Qu'est-ce que le travail à temps partagé ?

 

Le travail à temps partagé est une situation d'emploi ou le travailleur est amené à prester pour différents employeurs. Le partage du temps de travail peut être fondé sur des périodes longues (saisons, mois) ou courtes (semaines, journées).
 


Avantages

 

Pour l'entreprise:

  • Fidélise un salarié sans se l'attacher.
  • N'accomplit aucune tache administrative.
  • S'insère dans un réseau d'entreprises.
  • Elle utilise le travailleur selon ses besoins.
  • Le travailleur est immediatement opérationnel à son retour

Pour le salarié:

  • Une qualité de vie grâce au cdi temps plein.
  • Il augmente son employabilité, en devenant plus polivalent.
  • Ses compétences sont validées au sein du Groupement.

 


Travailleurs pouvant être engagés

Hormis les travailleurs assurant l'encadrement, qui ne doivent pas répondre à des critères précis, les travailleurs suivants font partie du groupe cible bénéficiant de la formule des groupements d'employeurs :

1 Les demandeurs d'emploi inoccupés de longue durée

  • Les demandeurs d'emploi inscrits sans interruption auprès d'ACTIRIS, du FOREM ou du VDAB soit pendant au moins 312 jours au cours de la période de 18 mois calendrier, soit pendant au moins 624 jours dans la période de 36 mois calendrier qui précède l'engagement, s'ils sont âgés de moins de 45 ans au moment de l'engagement.
  • Les demandeurs d'emploi inscrits auprès d'ACTIRIS, du FOREM ou du VDAB sans interruption soit pendant au moins 156 jours au cours de la période de neuf mois calendrier qui précède l'engagement, s'ils sont âgés de 45 ans au moins au moment de l'engagement.
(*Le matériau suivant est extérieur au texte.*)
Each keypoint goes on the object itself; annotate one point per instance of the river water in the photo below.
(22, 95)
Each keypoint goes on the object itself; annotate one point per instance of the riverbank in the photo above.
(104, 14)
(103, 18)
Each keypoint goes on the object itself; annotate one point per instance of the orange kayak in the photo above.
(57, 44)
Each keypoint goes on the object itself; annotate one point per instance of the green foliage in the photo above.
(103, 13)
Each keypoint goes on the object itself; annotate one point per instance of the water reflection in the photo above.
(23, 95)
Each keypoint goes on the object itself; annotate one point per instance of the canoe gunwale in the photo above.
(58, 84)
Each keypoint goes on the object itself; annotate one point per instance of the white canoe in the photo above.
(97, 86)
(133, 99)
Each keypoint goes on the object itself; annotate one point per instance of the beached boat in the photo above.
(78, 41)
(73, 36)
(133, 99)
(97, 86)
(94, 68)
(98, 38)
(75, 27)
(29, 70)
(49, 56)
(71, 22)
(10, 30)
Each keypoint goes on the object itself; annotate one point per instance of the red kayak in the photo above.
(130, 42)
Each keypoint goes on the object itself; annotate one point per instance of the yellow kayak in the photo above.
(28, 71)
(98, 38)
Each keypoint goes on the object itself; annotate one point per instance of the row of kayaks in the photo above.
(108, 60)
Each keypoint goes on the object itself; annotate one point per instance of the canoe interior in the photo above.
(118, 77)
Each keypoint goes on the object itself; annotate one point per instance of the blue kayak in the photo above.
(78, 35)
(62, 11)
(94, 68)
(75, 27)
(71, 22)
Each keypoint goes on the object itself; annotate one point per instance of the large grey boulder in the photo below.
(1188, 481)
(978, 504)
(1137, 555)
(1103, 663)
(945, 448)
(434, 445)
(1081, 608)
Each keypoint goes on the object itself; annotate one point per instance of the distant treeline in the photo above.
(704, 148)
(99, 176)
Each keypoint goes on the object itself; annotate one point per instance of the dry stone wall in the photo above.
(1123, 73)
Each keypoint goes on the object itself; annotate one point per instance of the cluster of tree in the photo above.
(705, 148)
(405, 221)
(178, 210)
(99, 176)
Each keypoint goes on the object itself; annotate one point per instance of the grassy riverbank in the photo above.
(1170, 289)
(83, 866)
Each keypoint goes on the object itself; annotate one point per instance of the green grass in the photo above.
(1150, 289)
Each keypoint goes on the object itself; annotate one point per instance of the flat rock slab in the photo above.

Les périodes suivantes sont assimilées à des périodes d'inscription comme demandeur d'emploi :
  • Les périodes, situées au cours d'une période de chômage complet indemnisé ou au cours d'une inscription comme demandeur d'emploi, qui ont donné lieu au paiement d'une allocation en application des dispositions réglementaires ou légales en matière d'assurance obligatoire contre la maladie ou l'invalidité ou en matière d'assurance maternité;
  • Les périodes d'emprisonnement au cours d'une période de chômage complet indemnisé ou d'une période d'inscription comme demandeur d'emploi;
  • Les périodes d'enseignement à temps partiel dans le cadre de l'obligation scolaire à temps partiel;
  • Les périodes d'occupation comme contractuel subventionné dans les projets agréés et subsidiés par le gouvernement flamand;
  • Les périodes d'occupation et de formation en alternance pour les jeunes de 18 à 25 ans dans le cadre de la convention emploi-formation;
  • Les périodes de formation ou d'occupation dans le cadre des conventions de partenariat d'ACTIRIS ou du FOREM;
  • Les périodes d'inscription comme handicapé dans l'une des agences régionales pour l'intégration des personnes handicapées ;
  • Les périodes d'occupation comme demandeur d'emploi difficile à placer dans l'économie sociale d'insertion;
  • Les périodes de chômage complet indemnisé;
  • Les périodes d'occupation dans les liens d'une convention de premier emploi d'un travailleur qui ne possède pas de certificat ou de diplôme de l'enseignement secondaire supérieur.

2 Les demandeurs d'emploi bénéficiaires de l'intégrationsociale (anciennement appelés bénéficiaires du minimum de moyens d'existence)

Les personnes qui au moment de l'engagement sont :
  • Soit bénéficiaires de l'intégration sociale (anciennement appelés bénéficiaires du minimum de moyens d'existence);
  • Soit occupées dans les liens d'un contrat de travail en application de l'article 60, §7 de la loi du 8 juillet 1976 organique des centres publics d'aide sociale.

3 Les demandeurs d'emploi bénéficiaires de l'aide sociale financière

Les personnes qui au moment de l'engagement :
  • N'ont pas droit à l'intégration sociale (anciennement appelée minimum de moyens d'existence) en raison de leur nationalité ;
  • Perçoivent une aide sociale financière à charge du C.P.A.S. ;
  • Sont soit inscrites au registre de la population, soit autorisées à un séjour illimité, soit autorisées à un séjour limité sous certaines conditions.

 


L'activation

Une allocation de travail de 500 €/mois maximum que l'employeur déduit, en fait, du salaire qu'il paie au travailleur.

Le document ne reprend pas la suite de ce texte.